Microsoft's Cloud Adoption Framework puts it directly: "Don't assume role separation requires multiple agents. Distinct roles might suggest multiple agents, but they don't automatically justify a multi-agent architecture."

Multi-agent earns its pain when:

  • Objectives genuinely conflict. An agent told to "argue for" and "argue against" in the same prompt produces mediocre output at both. A generator and a critic need to be separate, or the critic pulls its punches.

  • Information must be isolated. If Agent A seeing Agent B's work would bias the result, they can't share a context window. Advocate/skeptic. Blind peer review.

  • Different models serve different roles. Cheap fast model for research, expensive capable model for synthesis. One agent means one model.

  • Tasks should run in parallel. Two independent research tasks running concurrently as separate agents is genuinely faster than one agent doing them sequentially.

  • Security boundaries require separation. The agent reading user PII shouldn't have database write access.

If your use case doesn't hit at least two of these, start with a single agent and save yourself the debugging pain I'm about to describe.

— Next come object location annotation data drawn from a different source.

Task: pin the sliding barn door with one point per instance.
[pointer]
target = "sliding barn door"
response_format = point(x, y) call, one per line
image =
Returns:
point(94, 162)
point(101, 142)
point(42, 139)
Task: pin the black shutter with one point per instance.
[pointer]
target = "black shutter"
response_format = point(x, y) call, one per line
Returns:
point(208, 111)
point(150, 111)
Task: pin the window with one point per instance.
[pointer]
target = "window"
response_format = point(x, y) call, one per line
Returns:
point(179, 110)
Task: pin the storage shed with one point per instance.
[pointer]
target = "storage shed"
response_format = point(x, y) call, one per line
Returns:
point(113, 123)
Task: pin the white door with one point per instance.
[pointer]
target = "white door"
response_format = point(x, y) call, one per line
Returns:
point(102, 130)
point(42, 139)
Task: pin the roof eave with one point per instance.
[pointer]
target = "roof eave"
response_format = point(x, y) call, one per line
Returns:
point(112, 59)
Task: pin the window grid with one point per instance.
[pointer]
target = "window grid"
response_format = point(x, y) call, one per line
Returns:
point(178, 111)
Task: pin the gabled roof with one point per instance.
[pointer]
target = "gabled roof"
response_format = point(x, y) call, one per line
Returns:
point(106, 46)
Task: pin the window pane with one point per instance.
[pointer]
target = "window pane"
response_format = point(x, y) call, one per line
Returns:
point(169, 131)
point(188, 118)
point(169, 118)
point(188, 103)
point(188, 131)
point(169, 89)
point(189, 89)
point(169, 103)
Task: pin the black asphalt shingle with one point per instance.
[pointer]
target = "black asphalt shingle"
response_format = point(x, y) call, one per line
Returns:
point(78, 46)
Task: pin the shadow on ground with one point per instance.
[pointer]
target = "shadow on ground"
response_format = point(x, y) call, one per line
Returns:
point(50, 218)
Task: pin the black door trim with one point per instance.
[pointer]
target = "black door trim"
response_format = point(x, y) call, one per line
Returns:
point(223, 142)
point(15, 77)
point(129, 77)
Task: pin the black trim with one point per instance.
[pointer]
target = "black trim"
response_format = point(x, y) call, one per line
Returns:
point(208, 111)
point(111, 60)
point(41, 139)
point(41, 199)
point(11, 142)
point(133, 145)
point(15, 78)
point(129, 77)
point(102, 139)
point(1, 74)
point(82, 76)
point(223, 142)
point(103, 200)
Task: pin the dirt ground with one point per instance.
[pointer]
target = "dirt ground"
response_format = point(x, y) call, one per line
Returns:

Common multi-agent architecture patterns

Each pattern produces a different trace shape and breaks in its own way.

Orchestrator / Worker

One agent routes tasks to specialists. This is the most common pattern in the OpenAI Agents SDK, LangGraph, and custom implementations.

Click to Copy
POST /api/research (http.server)
└── gen_ai.invoke_agent "Research Director"
    ├── gen_ai.request "chat gpt-5.4"                         ← plan subtasks
    ├── gen_ai.execute_tool "delegate_research"
    │   └── gen_ai.invoke_agent "Web Research Agent"
    │       ├── gen_ai.request "chat gpt-5.4-mini"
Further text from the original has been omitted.